PTSD is not something that spontaneously disappears, it can stick about for ages and ages and I personally don't think it ever totally leaves you. Just when you least expect it and just when you think you are over it, something out of the blue can trigger a reaction again, so don't think you've gone mad, it's very common.

You do learn to live with it and the strongest feelings do eventually taper off. You must be kind to yourself above everything.

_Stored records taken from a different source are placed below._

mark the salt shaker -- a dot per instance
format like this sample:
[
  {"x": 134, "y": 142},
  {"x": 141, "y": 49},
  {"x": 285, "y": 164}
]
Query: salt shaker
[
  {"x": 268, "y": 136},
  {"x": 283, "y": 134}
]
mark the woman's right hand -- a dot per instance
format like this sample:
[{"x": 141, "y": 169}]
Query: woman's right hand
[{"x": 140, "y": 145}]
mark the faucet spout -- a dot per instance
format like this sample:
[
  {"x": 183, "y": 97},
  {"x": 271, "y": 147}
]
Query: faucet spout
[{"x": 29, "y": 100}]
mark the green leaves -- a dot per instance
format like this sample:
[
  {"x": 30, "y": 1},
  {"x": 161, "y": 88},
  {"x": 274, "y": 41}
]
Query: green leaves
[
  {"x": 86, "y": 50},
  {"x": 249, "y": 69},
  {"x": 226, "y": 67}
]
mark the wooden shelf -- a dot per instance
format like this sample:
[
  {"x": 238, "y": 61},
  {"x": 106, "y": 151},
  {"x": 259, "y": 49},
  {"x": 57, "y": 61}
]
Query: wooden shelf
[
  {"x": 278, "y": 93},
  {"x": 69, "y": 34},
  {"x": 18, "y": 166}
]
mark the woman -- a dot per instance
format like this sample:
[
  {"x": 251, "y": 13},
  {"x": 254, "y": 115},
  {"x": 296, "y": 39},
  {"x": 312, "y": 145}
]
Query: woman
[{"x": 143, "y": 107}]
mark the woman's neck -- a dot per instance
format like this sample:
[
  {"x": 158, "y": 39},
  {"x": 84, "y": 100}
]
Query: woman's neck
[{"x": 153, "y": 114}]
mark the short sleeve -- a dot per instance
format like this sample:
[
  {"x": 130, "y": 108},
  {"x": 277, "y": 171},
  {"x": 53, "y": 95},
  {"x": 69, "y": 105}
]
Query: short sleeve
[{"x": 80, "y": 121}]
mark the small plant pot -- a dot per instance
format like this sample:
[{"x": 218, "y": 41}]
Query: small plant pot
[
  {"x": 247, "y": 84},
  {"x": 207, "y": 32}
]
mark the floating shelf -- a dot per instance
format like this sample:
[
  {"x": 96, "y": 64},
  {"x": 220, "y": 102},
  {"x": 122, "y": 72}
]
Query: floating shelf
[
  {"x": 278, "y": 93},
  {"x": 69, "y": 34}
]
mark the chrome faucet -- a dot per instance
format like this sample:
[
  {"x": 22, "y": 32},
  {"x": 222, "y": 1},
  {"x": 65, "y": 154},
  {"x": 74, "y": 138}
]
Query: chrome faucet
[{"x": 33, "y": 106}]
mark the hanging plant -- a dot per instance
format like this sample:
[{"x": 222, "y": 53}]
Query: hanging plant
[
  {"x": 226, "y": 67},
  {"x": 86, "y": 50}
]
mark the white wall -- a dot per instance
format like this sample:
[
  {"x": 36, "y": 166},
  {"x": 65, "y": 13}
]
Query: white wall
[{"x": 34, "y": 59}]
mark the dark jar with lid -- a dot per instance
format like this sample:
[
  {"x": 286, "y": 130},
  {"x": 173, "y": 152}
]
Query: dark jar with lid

(I am not qualified in anything, but I am just sharing my experience of this so please check things out with a health professional if PTSD is a problem for you.)

Isis
01-03-08, 09:07 PM
I find music is wonderful, it can be claissical, or even "hard" rock, played through head phones at full blast also being on here has helped so much, to be able to connect with people who have had, unforuntaely, the same experiences as me:( has helped, by the way at bit off topic but my car had been very badly scratched again in 5 different places:rolleyes:, but it is all down the same side again.

Mushroom
11-03-08, 03:33 PM
Thank you all so much for your replies. It's great medicine to know you are not alone. It really is.

I've been given sleeping pills and some tranquilizers which are supposed to help over a period of time. I wish I had made the whole thing up. Might have been easier to have got over it all!!

The main problem seems to be the levels of creativity some NFH will go to to ensure your suffering continues. There's little empathy there sometimes.

Still, on a positive note, no problems with our new neighbours but boy is the last two years still hanging around!